How bad are we talking? How much disk space ended up getting used? What is your media-remote-cache-days setting currently?

0.8.1

Better to update to a more recent version when you get the chance. The latest 0.10.0 release candidate has some fixes in it for media pruning/cacheing.

hikari-no-yume commented 1 year ago

How bad are we talking? How much disk space ended up getting used?
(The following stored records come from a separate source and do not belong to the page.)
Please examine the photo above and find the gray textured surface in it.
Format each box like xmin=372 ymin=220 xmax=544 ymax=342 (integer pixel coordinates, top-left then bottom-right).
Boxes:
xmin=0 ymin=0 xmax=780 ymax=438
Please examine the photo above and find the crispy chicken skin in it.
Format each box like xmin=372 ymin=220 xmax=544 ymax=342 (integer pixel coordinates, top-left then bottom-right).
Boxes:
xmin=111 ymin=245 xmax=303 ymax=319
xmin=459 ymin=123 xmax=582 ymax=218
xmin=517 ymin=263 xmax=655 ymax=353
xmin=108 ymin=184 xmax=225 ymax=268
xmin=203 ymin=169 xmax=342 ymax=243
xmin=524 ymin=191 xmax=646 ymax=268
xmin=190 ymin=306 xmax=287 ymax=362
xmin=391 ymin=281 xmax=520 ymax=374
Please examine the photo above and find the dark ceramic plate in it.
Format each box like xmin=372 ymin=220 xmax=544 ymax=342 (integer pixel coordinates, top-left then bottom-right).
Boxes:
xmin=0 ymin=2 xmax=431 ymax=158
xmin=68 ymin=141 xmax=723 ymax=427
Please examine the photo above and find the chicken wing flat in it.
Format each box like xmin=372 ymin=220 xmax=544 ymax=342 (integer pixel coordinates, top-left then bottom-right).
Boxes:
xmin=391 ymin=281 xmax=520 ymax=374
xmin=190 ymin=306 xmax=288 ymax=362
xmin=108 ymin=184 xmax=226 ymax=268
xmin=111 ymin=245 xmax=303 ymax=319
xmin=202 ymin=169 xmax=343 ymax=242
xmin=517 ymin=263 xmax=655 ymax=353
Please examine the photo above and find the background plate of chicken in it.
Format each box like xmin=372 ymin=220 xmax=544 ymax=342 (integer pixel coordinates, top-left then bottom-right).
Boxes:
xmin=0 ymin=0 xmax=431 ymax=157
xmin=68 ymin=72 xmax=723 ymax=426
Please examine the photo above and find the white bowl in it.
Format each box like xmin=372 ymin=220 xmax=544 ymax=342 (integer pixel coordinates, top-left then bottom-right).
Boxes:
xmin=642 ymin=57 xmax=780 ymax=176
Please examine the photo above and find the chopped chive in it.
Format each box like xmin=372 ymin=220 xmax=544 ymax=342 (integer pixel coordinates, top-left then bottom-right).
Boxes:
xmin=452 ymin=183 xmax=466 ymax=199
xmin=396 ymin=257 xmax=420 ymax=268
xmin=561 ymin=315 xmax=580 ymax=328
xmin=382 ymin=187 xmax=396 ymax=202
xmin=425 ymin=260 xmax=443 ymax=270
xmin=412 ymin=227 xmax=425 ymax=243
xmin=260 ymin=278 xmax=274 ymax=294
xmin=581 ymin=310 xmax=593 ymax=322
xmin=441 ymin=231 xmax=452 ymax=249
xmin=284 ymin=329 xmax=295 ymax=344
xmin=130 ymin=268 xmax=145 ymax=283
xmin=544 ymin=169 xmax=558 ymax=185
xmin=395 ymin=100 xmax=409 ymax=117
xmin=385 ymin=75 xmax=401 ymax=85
I don't know exactly, but the server's / drive is “24.05GB” and 99.9% of drive space was in use (such that new files couldn't be created and gts failed to store incoming messages). I went into the admin interface and told it to clear all remote media older than 0 days, and it rapidly started reducing. It's now one day later and the cache has probably started to fill again, but currently my server is at “56.5% of 24.0GB”, so it was at least 9GB of cached media.

What is your media-remote-cache-days setting currently?

It's media-remote-cache-days: 30, but I don't think this means very much. There isn't any correct value for this, since the amount of space that will correspond to is unpredictable and outside my control. Assuming the daily cleanup job was working (I haven't checked), I must have been unlucky and there was just a lot of remote media in the past 30 days. Is there no setting like “media remote cache size”? Or maybe a size limit on the overall media cache (easier to calculate), exceeding which would trigger emergency pruning? So far as I can tell there's actually no way I could have avoided the same thing happening again with certainty unless I constantly prune to zero?

Better to update to a more recent version when you get the chance. The latest 0.10.0 release candidate has some fixes in it for media pruning/cacheing.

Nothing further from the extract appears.